Recently, I wrote about how retirees could assemble their own pension to replicate the ones our parents and grandparents used to get. Two of its pillars would be Social Security benefits and your required minimum distributions (RMDs) from IRAs, 401ks, and other retirement accounts.
But that still may not be enough to provide you with a comfortable standard of living in retirement or to prevent you from outliving your money.
That’s where annuities come in. A times, annuities have a bad reputation. In this column I’ll focus on a specific kind of annuity—the single-premium immediate annuity (SPIA)—which could be an excellent complement to Social Security and your RMDs. (I’ll highlight other attractive annuity products in future columns.)
When you buy a SPIA, you fork over (or annuitize) a lump sum to an insurance company and you’ll start collecting a monthly benefit at a date of your choosing over the next year. Although most SPIAs are lifetime annuities, you can also buy them for, say, 10 years. You can also include a yearly cost of living adjustment (COLA) and leave the balance to your heirs after you pass on. Some of these extra features will reduce your monthly payout, so you have to be willing to make the trade-off.
Let’s say you’re a man turning 65 and you’re getting Social Security but you want an annuity “pension” as well, beginning in January 2020. You have $100,000 to invest. Using the calculators on www.immediateannuities.com, I got quotes from several insurers (all rated at least A) for a simple lifetime policy with a 2% annual COLA that offered payout rates ranging from 6.26% to 6.65%—or monthly payments of $522-$554.
For a woman, the payout rate would be a lot lower—mostly below 5%—and you’d receive $100 less a month, presumably because women live on average almost seven more years than men do in the U.S., so the insurer will have to pay out the balance over a longer time. (You can buy a joint policy that includes your spouse as well.)
And unlike many annuities that charge steep commissions and annual fees, SPIAs are no-fee products, says Kyle Brossard, an agent at ImmediateAnnuities.com, based in Englishtown, N.J. He says his firm is paid a small commission from the insurers whose annuities they sell.
“It’s profitable, but I don’t think it’s a huge moneymaker for them,” Brossard told me. Insurance companies make money by investing the premiums they receive, mostly in the bond market. So, you’ll get a steady payout, while big insurers take on more risk to earn higher yields in, say, corporate bonds or emerging market debt. Better them than you, as my mother used to say.

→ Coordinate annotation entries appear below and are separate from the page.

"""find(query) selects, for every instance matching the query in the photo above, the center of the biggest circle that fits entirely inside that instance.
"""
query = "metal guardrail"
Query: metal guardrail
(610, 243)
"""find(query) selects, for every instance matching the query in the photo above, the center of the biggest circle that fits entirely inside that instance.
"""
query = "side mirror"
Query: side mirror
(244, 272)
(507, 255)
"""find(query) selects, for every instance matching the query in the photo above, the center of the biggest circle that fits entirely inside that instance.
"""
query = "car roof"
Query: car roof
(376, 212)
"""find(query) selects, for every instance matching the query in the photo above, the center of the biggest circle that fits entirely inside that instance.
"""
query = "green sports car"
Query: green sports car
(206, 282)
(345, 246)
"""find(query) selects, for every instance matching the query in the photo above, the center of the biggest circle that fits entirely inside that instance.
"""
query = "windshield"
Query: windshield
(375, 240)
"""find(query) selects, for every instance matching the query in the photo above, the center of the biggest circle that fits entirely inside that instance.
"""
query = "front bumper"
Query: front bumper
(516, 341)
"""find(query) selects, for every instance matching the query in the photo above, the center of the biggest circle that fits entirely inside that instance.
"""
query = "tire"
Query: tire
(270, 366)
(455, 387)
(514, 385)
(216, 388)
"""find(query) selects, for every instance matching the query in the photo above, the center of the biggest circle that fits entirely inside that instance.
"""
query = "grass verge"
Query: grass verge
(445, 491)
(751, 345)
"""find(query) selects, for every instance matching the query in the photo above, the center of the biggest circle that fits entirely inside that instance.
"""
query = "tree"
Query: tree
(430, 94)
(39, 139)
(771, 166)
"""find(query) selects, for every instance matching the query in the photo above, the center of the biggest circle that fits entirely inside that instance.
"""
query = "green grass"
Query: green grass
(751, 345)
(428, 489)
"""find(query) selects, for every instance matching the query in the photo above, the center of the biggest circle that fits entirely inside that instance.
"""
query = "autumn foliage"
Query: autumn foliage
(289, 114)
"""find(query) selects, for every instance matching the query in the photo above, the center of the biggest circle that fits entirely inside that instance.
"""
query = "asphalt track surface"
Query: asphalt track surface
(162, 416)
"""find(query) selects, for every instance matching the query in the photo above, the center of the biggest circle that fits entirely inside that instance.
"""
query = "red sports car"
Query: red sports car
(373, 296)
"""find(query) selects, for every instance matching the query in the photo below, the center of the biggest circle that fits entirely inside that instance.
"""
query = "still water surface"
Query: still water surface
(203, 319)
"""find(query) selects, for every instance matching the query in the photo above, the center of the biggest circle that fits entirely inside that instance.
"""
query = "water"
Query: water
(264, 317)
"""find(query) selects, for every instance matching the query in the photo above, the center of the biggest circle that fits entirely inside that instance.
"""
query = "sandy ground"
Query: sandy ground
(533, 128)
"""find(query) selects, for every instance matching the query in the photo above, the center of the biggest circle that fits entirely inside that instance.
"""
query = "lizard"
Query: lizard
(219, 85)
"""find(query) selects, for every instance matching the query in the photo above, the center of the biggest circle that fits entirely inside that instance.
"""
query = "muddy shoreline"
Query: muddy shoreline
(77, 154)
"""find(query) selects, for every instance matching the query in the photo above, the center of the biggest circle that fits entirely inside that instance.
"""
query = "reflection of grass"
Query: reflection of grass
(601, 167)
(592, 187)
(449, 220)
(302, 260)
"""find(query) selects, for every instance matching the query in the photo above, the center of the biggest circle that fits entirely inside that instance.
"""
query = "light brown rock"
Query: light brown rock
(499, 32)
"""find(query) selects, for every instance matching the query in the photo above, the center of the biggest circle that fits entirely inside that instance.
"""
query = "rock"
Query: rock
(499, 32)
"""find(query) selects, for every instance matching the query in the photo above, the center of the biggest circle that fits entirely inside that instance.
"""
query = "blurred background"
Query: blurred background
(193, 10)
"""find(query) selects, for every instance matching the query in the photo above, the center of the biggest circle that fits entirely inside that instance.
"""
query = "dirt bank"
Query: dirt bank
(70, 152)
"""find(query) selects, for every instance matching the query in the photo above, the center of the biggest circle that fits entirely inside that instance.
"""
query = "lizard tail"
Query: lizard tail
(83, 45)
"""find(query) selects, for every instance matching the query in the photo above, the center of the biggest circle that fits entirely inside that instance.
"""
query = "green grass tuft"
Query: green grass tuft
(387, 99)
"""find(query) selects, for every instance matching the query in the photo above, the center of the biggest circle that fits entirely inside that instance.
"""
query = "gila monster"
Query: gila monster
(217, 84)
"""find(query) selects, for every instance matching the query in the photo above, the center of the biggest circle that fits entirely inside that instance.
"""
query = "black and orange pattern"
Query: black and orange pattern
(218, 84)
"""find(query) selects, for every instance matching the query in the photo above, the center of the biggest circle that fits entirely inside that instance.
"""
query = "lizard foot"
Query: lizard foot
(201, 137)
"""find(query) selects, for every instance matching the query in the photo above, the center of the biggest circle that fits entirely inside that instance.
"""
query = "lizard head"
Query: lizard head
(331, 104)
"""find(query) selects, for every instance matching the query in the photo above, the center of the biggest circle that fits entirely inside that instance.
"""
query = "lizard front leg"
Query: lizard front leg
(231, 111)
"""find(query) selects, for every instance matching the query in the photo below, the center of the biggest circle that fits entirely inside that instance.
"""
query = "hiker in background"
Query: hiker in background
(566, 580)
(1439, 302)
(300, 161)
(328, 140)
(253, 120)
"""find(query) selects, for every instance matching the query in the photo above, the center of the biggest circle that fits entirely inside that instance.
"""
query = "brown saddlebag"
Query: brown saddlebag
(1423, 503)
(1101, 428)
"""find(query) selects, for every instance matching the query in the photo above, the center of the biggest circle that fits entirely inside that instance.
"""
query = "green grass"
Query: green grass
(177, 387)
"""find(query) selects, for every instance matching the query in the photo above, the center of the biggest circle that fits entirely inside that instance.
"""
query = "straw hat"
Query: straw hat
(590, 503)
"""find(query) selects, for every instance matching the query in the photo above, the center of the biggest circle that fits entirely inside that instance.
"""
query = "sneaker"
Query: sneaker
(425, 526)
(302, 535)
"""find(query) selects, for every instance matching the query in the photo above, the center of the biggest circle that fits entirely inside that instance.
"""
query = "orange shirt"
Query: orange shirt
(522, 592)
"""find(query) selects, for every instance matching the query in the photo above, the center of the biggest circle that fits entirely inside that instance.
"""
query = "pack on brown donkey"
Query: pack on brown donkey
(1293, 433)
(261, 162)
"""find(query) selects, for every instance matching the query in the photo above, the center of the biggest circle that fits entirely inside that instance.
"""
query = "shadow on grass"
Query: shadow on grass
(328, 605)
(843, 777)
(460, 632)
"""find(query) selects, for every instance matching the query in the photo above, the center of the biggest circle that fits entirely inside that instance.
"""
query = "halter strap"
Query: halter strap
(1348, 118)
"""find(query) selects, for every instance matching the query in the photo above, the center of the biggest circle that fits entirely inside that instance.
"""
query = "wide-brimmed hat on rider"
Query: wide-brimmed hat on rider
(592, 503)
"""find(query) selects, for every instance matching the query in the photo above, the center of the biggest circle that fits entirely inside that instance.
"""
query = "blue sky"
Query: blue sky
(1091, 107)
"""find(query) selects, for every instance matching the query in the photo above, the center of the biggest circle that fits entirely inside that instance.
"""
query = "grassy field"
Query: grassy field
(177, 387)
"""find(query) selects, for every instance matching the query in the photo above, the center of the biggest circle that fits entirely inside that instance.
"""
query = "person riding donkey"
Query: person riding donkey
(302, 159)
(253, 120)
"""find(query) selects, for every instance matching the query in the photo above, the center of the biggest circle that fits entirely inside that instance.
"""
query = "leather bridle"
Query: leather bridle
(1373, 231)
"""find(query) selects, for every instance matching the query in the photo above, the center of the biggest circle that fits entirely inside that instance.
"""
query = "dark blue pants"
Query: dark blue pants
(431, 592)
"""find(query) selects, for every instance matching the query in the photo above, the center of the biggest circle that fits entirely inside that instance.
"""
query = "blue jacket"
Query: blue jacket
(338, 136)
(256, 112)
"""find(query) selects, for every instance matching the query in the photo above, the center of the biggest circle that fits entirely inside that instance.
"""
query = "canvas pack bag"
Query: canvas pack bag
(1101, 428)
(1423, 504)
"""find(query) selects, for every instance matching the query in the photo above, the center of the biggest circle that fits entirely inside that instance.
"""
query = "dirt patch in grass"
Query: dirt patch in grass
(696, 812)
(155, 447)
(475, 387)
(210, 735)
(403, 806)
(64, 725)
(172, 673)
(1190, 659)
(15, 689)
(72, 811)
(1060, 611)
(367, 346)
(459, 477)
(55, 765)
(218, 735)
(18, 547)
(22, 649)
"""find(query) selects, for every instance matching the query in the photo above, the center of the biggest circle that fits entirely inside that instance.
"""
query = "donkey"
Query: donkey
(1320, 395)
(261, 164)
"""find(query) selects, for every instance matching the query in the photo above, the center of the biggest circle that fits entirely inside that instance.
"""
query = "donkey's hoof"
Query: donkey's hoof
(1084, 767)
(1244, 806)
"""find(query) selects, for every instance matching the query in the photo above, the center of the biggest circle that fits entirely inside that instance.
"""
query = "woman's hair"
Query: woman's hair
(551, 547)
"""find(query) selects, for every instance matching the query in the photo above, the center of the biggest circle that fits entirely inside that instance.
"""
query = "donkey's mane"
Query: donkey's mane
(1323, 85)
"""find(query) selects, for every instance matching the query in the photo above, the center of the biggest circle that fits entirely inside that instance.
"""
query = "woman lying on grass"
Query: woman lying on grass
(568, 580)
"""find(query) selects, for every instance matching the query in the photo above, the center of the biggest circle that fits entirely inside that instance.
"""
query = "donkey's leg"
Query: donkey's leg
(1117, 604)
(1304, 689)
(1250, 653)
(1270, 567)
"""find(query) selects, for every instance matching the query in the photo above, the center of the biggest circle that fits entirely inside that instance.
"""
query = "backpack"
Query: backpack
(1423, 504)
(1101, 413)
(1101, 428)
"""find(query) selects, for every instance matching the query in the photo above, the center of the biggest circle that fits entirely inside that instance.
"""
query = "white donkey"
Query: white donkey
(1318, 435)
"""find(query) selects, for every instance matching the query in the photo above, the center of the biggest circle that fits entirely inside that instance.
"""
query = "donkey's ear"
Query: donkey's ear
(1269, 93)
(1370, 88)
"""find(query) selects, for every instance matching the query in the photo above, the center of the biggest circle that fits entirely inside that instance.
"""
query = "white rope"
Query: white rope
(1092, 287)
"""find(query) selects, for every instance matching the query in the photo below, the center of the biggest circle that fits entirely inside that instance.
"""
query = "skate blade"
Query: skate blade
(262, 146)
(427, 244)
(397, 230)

The good news is there are no steep surrender charges on these policies. The bad news? There’s no surrendering them while you’re alive or during the term of the policy. That’s why taking a lower monthly payout to leave any balance to your heirs is probably a good idea.
One other possible drawback: If you’re funding an annuity with money from a tax-deferred retirement account (not a Roth), you’ll be taxed at your ordinary income rate on the payouts you receive. Please consult your tax adviser.
Unlike other annuities, which are so complex even math teachers can’t understand them, SPIAs are pretty straightforward. “It’s a simple product. It’s something the public wants,” says Brossard.
Sales of all fixed annuities (of which SPIAs are a small part) rose 27% to $133.5 billion in 2018, according to S&P Global Market Intelligence.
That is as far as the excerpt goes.